My earlier claim was that the average power in a reflected
wave is dissipated in the source resistor when the forward
wave is 90 degrees out of phase with the reflected wave at
the source resistor. In that earlier claim, I didn't care
to discuss instantaneous power and thus excluded instantaneous
power from that claim.
For instantaneous values, it will be helpful to change the
example while leaving the conditions at the source resistor
unchanged. Here's the earlier example:
Rs Vg Vl
+----/\/\/-----+----------------------+
| 50 ohm |
| 1/8 WL |
Vs 45 degrees 12.5 ohm
100v RMS 50 ohm line Load
| |
| |
+--------------+----------------------+
gnd
Here's the present example:
Rs Vg Vl
+----/\/\/-----+----------------------+
| 50 ohm |
| 1 WL |
Vs 360 degrees 23.5+j44.1
100v RMS 50 ohm line ohm Load
| |
| |
+--------------+----------------------+
gnd
If I haven't made some stupid mistake, the conditions at
the source resistor are identical in both examples. But
in the second example, it is obvious that energy can
be stored in the transmission line during part of a cycle
(thus avoiding dissipation at that instant in time) and be
delivered back to the source resistor during another part
of the cycle (to be dissipated at a later instant in time).
That is the nature of interference energy and is exactly
equal to the difference between the two powers that you
calculated. You neglected to take into account the ability
of the network reactance to temporarily store energy and
dissipate it later in time.
All of the reflected energy is dissipated in the source
resistor, just not at the time you thought it should be.
I think we can all agree to what would happen in the turn off situation following a long period of stable power flow. When the source voltage steps from 100v to 0v, the power on the transmission line reflects to the 50 ohm source resistor and is all absorbed.
On the other hand, in the case of steady power flow, the source is presented with a reactive load of 73.5 + J44.1 ohms. The reactive part of this load results from returning power from the transmission line.

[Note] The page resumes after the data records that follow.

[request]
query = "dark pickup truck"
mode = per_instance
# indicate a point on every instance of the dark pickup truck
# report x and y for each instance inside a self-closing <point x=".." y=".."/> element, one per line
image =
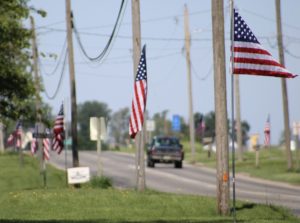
<point x="164" y="149"/>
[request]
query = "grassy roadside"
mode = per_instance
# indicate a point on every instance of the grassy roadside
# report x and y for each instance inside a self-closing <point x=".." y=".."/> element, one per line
<point x="22" y="199"/>
<point x="272" y="164"/>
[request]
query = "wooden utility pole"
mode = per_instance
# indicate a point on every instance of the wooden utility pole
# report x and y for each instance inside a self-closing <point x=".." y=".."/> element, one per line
<point x="284" y="89"/>
<point x="188" y="63"/>
<point x="69" y="22"/>
<point x="139" y="139"/>
<point x="238" y="118"/>
<point x="39" y="128"/>
<point x="220" y="108"/>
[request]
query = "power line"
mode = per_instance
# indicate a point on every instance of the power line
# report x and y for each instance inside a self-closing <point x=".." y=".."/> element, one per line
<point x="270" y="19"/>
<point x="108" y="44"/>
<point x="58" y="62"/>
<point x="60" y="79"/>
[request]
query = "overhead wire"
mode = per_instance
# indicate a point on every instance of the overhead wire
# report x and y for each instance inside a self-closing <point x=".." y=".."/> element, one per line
<point x="60" y="79"/>
<point x="108" y="44"/>
<point x="57" y="64"/>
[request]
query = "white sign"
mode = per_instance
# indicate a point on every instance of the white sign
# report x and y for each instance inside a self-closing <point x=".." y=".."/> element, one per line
<point x="78" y="175"/>
<point x="94" y="122"/>
<point x="150" y="125"/>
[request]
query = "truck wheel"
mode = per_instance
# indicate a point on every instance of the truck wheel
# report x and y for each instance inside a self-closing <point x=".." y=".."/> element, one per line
<point x="178" y="164"/>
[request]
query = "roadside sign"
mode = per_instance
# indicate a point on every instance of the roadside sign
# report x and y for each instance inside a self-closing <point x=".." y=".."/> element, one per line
<point x="94" y="121"/>
<point x="150" y="125"/>
<point x="78" y="175"/>
<point x="176" y="123"/>
<point x="68" y="141"/>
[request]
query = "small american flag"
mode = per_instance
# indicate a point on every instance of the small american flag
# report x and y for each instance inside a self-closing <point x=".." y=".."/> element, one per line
<point x="58" y="130"/>
<point x="15" y="138"/>
<point x="140" y="96"/>
<point x="46" y="146"/>
<point x="250" y="57"/>
<point x="33" y="147"/>
<point x="267" y="132"/>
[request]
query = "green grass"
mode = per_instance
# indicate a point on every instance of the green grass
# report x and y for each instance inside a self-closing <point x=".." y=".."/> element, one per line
<point x="272" y="163"/>
<point x="23" y="199"/>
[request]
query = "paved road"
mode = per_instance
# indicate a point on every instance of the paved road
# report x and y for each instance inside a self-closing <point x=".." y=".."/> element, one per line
<point x="188" y="180"/>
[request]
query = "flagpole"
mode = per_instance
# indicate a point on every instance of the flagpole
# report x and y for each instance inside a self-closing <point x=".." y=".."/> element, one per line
<point x="65" y="103"/>
<point x="232" y="109"/>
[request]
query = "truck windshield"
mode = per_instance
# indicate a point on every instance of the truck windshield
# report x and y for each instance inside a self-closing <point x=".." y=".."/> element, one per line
<point x="167" y="142"/>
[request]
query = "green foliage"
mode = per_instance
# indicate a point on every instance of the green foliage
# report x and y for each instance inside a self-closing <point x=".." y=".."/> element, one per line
<point x="85" y="111"/>
<point x="16" y="84"/>
<point x="101" y="182"/>
<point x="24" y="200"/>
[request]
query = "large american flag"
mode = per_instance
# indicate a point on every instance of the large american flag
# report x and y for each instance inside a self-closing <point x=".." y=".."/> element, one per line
<point x="139" y="98"/>
<point x="250" y="57"/>
<point x="267" y="132"/>
<point x="58" y="131"/>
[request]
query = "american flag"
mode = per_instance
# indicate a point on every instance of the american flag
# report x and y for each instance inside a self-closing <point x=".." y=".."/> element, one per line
<point x="15" y="138"/>
<point x="267" y="132"/>
<point x="140" y="96"/>
<point x="46" y="146"/>
<point x="201" y="125"/>
<point x="33" y="147"/>
<point x="58" y="130"/>
<point x="250" y="57"/>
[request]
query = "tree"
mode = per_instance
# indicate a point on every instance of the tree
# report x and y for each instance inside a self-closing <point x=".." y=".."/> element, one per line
<point x="85" y="111"/>
<point x="16" y="84"/>
<point x="119" y="126"/>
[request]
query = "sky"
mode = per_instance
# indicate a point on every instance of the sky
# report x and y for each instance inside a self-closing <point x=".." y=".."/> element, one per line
<point x="162" y="28"/>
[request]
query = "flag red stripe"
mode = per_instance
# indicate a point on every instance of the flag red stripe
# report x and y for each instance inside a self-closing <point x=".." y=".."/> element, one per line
<point x="134" y="116"/>
<point x="262" y="72"/>
<point x="257" y="61"/>
<point x="139" y="107"/>
<point x="251" y="50"/>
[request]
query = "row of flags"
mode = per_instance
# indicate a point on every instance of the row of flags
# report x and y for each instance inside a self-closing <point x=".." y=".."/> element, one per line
<point x="57" y="144"/>
<point x="249" y="58"/>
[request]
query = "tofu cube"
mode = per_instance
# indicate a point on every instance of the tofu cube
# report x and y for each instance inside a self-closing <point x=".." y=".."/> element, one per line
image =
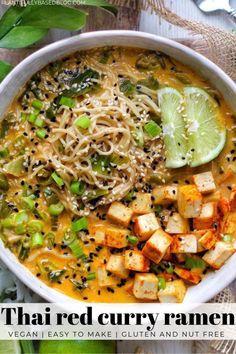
<point x="187" y="275"/>
<point x="165" y="195"/>
<point x="177" y="224"/>
<point x="229" y="224"/>
<point x="173" y="293"/>
<point x="142" y="203"/>
<point x="119" y="213"/>
<point x="186" y="243"/>
<point x="207" y="216"/>
<point x="208" y="239"/>
<point x="104" y="279"/>
<point x="145" y="286"/>
<point x="116" y="265"/>
<point x="145" y="225"/>
<point x="189" y="201"/>
<point x="217" y="256"/>
<point x="157" y="245"/>
<point x="205" y="182"/>
<point x="232" y="201"/>
<point x="136" y="261"/>
<point x="109" y="236"/>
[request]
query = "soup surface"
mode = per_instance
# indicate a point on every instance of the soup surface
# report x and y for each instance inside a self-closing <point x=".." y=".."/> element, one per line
<point x="118" y="176"/>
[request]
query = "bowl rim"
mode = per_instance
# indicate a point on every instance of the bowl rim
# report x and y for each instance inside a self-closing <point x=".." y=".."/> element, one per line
<point x="6" y="256"/>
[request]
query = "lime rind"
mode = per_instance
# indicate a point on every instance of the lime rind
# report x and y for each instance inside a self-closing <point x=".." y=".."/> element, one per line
<point x="205" y="127"/>
<point x="171" y="103"/>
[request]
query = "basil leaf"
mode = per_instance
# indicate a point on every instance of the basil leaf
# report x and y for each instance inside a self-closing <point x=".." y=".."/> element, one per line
<point x="103" y="4"/>
<point x="56" y="16"/>
<point x="22" y="36"/>
<point x="10" y="18"/>
<point x="5" y="68"/>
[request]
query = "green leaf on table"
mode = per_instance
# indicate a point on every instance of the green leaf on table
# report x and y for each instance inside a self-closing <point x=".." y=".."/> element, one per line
<point x="56" y="16"/>
<point x="10" y="18"/>
<point x="22" y="36"/>
<point x="5" y="68"/>
<point x="103" y="4"/>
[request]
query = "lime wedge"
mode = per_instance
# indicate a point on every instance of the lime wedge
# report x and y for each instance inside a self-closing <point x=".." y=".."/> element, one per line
<point x="171" y="103"/>
<point x="10" y="346"/>
<point x="206" y="130"/>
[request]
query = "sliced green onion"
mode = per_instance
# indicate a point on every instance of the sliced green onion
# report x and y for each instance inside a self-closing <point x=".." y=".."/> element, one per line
<point x="55" y="275"/>
<point x="21" y="217"/>
<point x="28" y="202"/>
<point x="80" y="224"/>
<point x="34" y="226"/>
<point x="69" y="237"/>
<point x="127" y="87"/>
<point x="9" y="222"/>
<point x="161" y="283"/>
<point x="76" y="249"/>
<point x="4" y="152"/>
<point x="78" y="187"/>
<point x="227" y="238"/>
<point x="56" y="209"/>
<point x="91" y="276"/>
<point x="37" y="104"/>
<point x="194" y="263"/>
<point x="66" y="101"/>
<point x="82" y="122"/>
<point x="37" y="240"/>
<point x="20" y="229"/>
<point x="133" y="240"/>
<point x="32" y="117"/>
<point x="59" y="181"/>
<point x="152" y="129"/>
<point x="138" y="137"/>
<point x="41" y="133"/>
<point x="39" y="122"/>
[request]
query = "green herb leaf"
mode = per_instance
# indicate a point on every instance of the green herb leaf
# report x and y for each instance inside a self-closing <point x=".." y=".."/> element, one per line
<point x="5" y="68"/>
<point x="58" y="16"/>
<point x="22" y="36"/>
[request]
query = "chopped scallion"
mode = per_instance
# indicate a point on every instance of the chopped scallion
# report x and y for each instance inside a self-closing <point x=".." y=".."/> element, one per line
<point x="66" y="101"/>
<point x="82" y="122"/>
<point x="59" y="181"/>
<point x="56" y="209"/>
<point x="152" y="129"/>
<point x="80" y="224"/>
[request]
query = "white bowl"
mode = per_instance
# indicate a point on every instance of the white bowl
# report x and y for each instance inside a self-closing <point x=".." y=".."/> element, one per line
<point x="214" y="282"/>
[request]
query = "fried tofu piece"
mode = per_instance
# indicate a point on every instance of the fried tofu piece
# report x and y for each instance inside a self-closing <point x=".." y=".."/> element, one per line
<point x="229" y="224"/>
<point x="165" y="195"/>
<point x="217" y="256"/>
<point x="157" y="245"/>
<point x="109" y="236"/>
<point x="177" y="224"/>
<point x="136" y="261"/>
<point x="145" y="225"/>
<point x="104" y="279"/>
<point x="207" y="216"/>
<point x="173" y="293"/>
<point x="186" y="243"/>
<point x="189" y="201"/>
<point x="208" y="239"/>
<point x="119" y="213"/>
<point x="145" y="286"/>
<point x="232" y="200"/>
<point x="205" y="182"/>
<point x="142" y="204"/>
<point x="187" y="275"/>
<point x="116" y="265"/>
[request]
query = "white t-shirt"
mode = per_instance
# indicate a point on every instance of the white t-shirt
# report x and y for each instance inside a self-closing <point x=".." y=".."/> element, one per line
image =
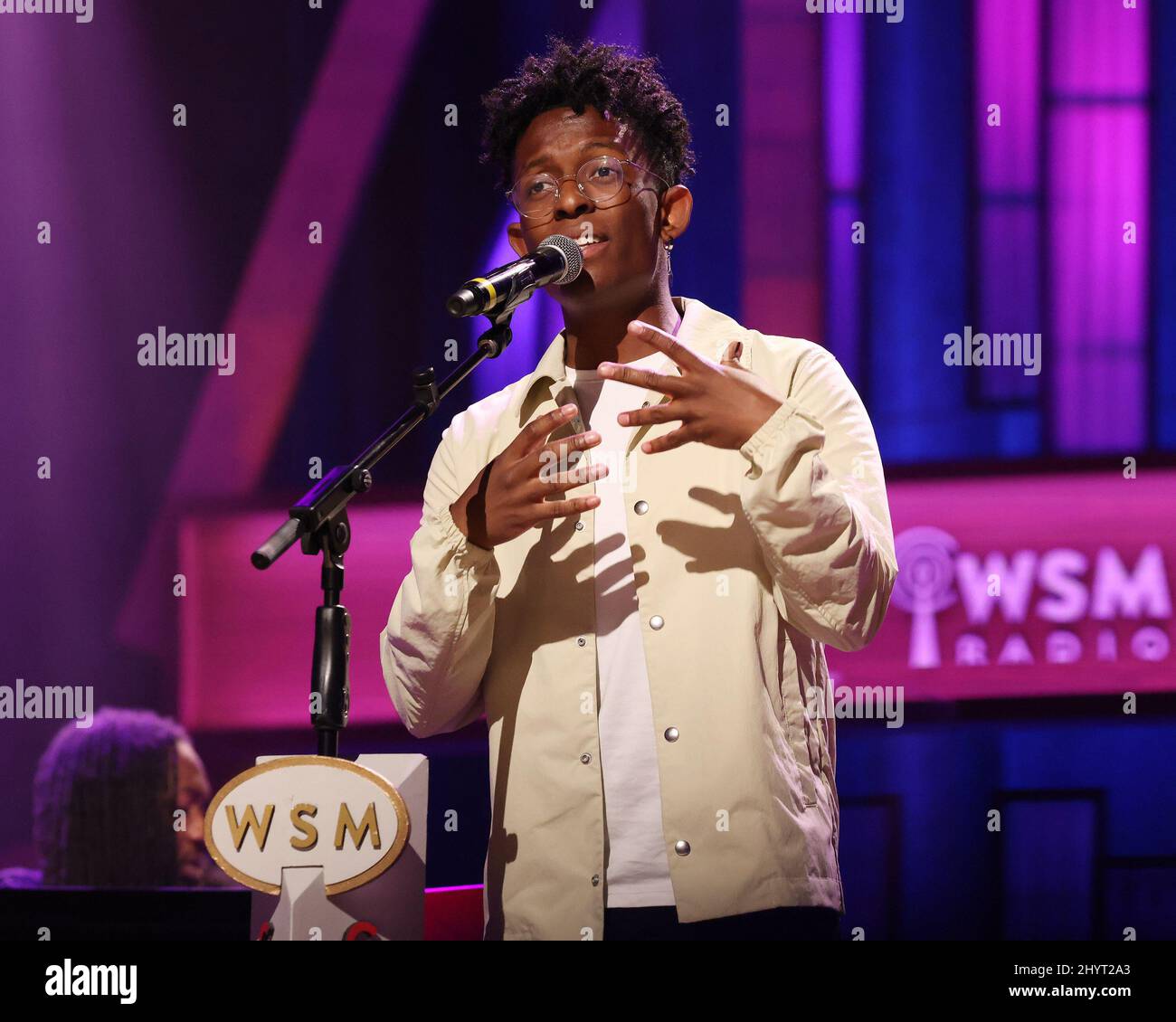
<point x="638" y="872"/>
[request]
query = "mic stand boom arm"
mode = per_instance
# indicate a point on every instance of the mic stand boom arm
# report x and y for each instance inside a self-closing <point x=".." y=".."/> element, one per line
<point x="320" y="521"/>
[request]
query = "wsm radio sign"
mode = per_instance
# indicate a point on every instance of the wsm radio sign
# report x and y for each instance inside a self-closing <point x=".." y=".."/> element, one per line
<point x="1027" y="607"/>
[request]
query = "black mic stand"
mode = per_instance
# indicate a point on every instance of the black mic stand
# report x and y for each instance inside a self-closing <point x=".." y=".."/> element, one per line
<point x="320" y="521"/>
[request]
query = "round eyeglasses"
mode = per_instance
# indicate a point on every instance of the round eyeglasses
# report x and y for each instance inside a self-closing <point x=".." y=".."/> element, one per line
<point x="599" y="180"/>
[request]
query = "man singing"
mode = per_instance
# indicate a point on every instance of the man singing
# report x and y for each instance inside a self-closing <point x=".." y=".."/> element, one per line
<point x="631" y="560"/>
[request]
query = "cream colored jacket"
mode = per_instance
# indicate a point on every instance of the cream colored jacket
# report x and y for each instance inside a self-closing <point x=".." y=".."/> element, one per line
<point x="747" y="563"/>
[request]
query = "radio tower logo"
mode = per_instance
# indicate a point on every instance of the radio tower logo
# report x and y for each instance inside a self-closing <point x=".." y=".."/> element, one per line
<point x="925" y="586"/>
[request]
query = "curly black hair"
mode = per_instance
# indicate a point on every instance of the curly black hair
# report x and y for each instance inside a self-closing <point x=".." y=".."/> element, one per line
<point x="599" y="74"/>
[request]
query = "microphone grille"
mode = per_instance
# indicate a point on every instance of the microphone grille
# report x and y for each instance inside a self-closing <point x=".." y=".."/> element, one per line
<point x="573" y="257"/>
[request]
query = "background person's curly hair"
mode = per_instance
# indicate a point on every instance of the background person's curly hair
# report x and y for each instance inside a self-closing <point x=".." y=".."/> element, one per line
<point x="104" y="801"/>
<point x="599" y="74"/>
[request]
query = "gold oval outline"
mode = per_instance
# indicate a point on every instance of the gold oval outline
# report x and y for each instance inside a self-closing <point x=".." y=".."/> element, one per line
<point x="371" y="873"/>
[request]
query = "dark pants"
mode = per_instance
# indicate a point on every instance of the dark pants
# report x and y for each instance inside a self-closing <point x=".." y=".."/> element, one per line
<point x="659" y="923"/>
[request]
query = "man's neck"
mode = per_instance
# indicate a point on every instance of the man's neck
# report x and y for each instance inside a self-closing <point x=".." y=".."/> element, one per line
<point x="603" y="336"/>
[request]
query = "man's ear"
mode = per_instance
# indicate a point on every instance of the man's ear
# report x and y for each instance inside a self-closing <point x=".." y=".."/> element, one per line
<point x="678" y="203"/>
<point x="514" y="235"/>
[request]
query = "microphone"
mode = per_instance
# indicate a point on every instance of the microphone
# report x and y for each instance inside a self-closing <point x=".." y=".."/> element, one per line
<point x="556" y="260"/>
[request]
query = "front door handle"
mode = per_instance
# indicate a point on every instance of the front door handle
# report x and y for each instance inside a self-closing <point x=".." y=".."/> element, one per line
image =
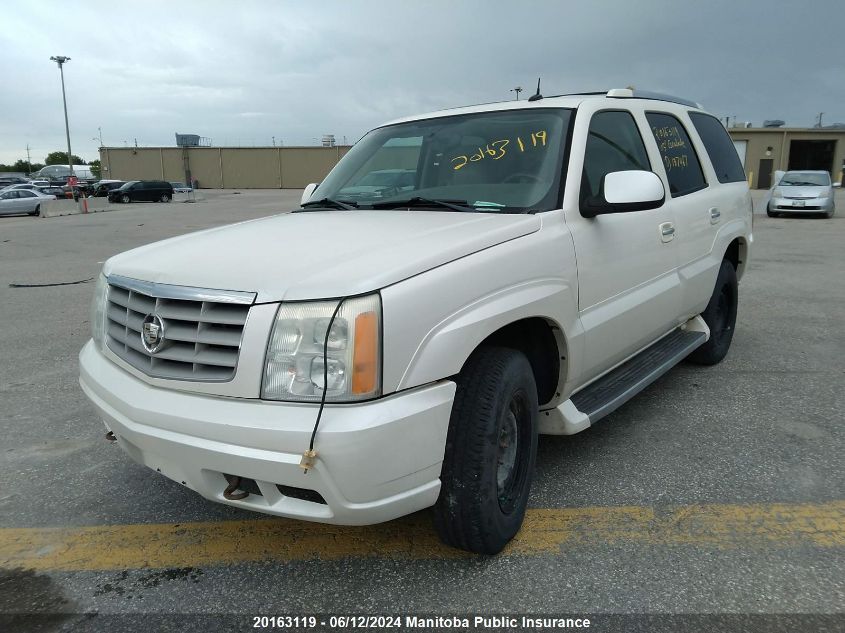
<point x="715" y="214"/>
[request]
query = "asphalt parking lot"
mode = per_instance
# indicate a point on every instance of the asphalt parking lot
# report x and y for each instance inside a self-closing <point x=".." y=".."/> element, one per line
<point x="718" y="490"/>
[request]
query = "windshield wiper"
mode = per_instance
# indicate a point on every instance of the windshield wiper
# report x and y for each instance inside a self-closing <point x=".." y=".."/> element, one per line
<point x="455" y="205"/>
<point x="330" y="203"/>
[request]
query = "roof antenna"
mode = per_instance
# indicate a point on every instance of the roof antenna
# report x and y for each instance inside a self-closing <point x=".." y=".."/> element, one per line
<point x="537" y="96"/>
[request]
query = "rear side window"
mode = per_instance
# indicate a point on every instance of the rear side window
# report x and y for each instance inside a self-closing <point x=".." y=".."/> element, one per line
<point x="719" y="147"/>
<point x="683" y="169"/>
<point x="613" y="144"/>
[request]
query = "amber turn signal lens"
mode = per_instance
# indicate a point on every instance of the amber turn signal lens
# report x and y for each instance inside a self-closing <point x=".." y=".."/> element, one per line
<point x="365" y="356"/>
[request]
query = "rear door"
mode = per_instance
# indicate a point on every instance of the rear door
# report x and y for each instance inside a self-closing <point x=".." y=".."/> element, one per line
<point x="628" y="290"/>
<point x="696" y="214"/>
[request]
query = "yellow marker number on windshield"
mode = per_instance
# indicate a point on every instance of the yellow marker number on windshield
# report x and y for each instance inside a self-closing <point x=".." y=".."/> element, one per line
<point x="496" y="150"/>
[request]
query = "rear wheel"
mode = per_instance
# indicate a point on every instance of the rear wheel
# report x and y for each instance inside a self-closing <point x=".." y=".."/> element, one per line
<point x="490" y="452"/>
<point x="720" y="316"/>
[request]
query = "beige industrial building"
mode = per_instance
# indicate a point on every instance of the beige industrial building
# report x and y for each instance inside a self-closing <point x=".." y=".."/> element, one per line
<point x="766" y="150"/>
<point x="762" y="150"/>
<point x="223" y="167"/>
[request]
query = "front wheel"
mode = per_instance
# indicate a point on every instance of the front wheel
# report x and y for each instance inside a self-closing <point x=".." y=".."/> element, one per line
<point x="490" y="452"/>
<point x="720" y="316"/>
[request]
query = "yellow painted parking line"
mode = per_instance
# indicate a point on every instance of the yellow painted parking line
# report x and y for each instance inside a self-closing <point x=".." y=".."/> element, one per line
<point x="545" y="532"/>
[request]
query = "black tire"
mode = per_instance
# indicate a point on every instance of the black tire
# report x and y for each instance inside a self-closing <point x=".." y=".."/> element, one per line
<point x="720" y="316"/>
<point x="493" y="426"/>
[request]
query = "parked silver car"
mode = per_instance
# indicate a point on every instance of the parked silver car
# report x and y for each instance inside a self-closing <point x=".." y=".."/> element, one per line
<point x="802" y="192"/>
<point x="22" y="201"/>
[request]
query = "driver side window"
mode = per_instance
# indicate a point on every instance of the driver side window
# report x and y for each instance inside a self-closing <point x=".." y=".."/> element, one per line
<point x="613" y="144"/>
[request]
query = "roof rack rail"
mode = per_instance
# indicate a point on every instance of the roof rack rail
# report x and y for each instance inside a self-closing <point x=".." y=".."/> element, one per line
<point x="627" y="93"/>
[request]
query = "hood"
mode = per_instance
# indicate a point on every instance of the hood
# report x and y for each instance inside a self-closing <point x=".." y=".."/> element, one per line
<point x="319" y="254"/>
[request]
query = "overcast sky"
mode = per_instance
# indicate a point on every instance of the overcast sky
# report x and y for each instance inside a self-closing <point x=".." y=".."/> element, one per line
<point x="243" y="72"/>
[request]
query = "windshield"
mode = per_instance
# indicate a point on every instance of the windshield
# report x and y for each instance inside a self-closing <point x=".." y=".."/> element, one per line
<point x="490" y="161"/>
<point x="804" y="178"/>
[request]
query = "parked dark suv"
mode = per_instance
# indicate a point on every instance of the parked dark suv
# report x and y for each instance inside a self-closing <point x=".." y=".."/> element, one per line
<point x="150" y="190"/>
<point x="102" y="189"/>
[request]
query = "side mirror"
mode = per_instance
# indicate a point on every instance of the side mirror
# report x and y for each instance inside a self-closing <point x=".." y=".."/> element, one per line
<point x="306" y="193"/>
<point x="624" y="191"/>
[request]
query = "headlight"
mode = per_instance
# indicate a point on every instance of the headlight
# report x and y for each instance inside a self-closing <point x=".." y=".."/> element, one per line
<point x="294" y="368"/>
<point x="98" y="311"/>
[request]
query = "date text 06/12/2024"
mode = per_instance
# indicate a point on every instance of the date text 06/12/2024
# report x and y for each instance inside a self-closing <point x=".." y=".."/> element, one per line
<point x="427" y="622"/>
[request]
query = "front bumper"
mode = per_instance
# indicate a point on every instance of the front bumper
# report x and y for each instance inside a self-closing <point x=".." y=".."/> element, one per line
<point x="806" y="205"/>
<point x="376" y="461"/>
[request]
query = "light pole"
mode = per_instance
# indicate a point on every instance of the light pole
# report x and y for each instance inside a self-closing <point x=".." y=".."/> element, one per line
<point x="61" y="60"/>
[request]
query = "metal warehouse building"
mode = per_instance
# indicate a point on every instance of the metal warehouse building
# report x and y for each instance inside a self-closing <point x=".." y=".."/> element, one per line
<point x="762" y="150"/>
<point x="223" y="167"/>
<point x="766" y="150"/>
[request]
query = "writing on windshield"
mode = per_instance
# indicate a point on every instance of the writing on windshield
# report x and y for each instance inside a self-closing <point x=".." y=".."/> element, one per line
<point x="496" y="150"/>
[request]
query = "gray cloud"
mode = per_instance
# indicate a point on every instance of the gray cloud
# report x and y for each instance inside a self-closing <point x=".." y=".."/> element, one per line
<point x="244" y="72"/>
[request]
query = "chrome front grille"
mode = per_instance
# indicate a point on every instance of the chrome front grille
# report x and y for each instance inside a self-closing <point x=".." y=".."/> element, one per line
<point x="202" y="328"/>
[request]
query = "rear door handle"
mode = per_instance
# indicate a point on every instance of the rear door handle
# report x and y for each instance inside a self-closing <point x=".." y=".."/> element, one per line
<point x="715" y="214"/>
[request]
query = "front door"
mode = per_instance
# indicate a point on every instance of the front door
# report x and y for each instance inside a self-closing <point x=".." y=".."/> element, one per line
<point x="628" y="287"/>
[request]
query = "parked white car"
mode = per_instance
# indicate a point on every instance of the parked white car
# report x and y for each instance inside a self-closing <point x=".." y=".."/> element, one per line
<point x="802" y="192"/>
<point x="15" y="201"/>
<point x="374" y="357"/>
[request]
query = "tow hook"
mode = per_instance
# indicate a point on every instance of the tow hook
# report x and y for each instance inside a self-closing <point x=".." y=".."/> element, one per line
<point x="230" y="494"/>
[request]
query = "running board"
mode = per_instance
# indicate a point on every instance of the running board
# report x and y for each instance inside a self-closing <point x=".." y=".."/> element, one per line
<point x="615" y="388"/>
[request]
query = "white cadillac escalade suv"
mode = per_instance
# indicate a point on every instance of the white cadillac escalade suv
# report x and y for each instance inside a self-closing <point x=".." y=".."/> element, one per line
<point x="400" y="342"/>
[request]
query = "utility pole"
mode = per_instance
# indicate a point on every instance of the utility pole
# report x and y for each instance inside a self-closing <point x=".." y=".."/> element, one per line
<point x="61" y="60"/>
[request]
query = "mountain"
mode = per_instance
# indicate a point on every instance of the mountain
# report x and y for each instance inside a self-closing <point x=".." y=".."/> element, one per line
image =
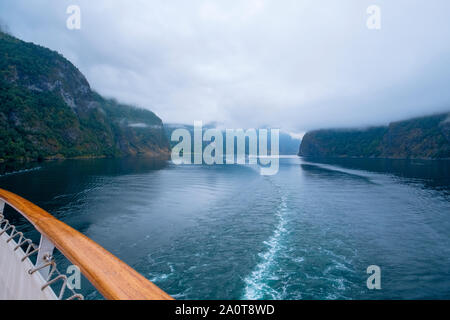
<point x="419" y="138"/>
<point x="48" y="110"/>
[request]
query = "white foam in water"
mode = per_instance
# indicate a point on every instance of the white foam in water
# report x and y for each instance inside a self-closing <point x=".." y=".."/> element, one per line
<point x="256" y="283"/>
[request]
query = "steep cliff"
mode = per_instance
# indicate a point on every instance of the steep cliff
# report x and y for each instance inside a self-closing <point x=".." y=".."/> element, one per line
<point x="425" y="138"/>
<point x="48" y="110"/>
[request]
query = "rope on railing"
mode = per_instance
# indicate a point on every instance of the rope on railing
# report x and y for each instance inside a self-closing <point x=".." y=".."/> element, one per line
<point x="54" y="275"/>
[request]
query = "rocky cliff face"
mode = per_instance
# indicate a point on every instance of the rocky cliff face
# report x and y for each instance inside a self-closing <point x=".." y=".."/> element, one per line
<point x="48" y="110"/>
<point x="420" y="138"/>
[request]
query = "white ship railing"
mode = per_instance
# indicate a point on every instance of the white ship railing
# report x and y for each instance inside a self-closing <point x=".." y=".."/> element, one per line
<point x="113" y="278"/>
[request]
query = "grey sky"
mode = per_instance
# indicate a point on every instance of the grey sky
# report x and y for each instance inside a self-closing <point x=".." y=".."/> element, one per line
<point x="294" y="64"/>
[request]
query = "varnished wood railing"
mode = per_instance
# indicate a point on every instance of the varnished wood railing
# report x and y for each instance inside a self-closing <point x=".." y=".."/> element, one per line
<point x="112" y="277"/>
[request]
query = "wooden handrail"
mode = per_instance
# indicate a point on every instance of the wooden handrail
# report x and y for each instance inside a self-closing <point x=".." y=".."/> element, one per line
<point x="112" y="277"/>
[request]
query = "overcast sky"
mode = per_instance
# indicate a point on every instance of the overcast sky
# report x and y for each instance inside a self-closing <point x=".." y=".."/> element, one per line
<point x="294" y="64"/>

For the resistor Rs, it will have power applied from two sources, the source and the reflected power from the transmission line, i.e., the source power and reflected power are in series when considered in relationship with the resistor Rs. The problem is that 'what looks like two sources to resistor Rs, is really only one source, Vs'.
I think you are looking for solutions that show how power to Rs peaks at a different time from when power into the transmission line peaks, which is yet a different time from when power from Vs peaks. You are looking for the instantaneous timing of 3 peaks.
While performing this analysis, you will discover the ability
of superposing waves to redistribute energy (even in the
complete absence of ordinary reflections). Not possible in
the above special case examples, but under other conditions,
the redistribution of energy can attain perpetual steady-state
status (even in the complete absence of ordinary reflections).
There are two mechanisms involved in the re-routing of
steady-state reflected energy back toward the load.
1. Ordinary reflection of single EM waves governed by the
rules of the wave reflection model.
2. A redistribution of reflected energy back toward the
load as a result of superposition of waves accompanied
by an average level of steady-state interference.
--
73, Cecil http://www.w5dxp.com
--
73, Roger, W7WKB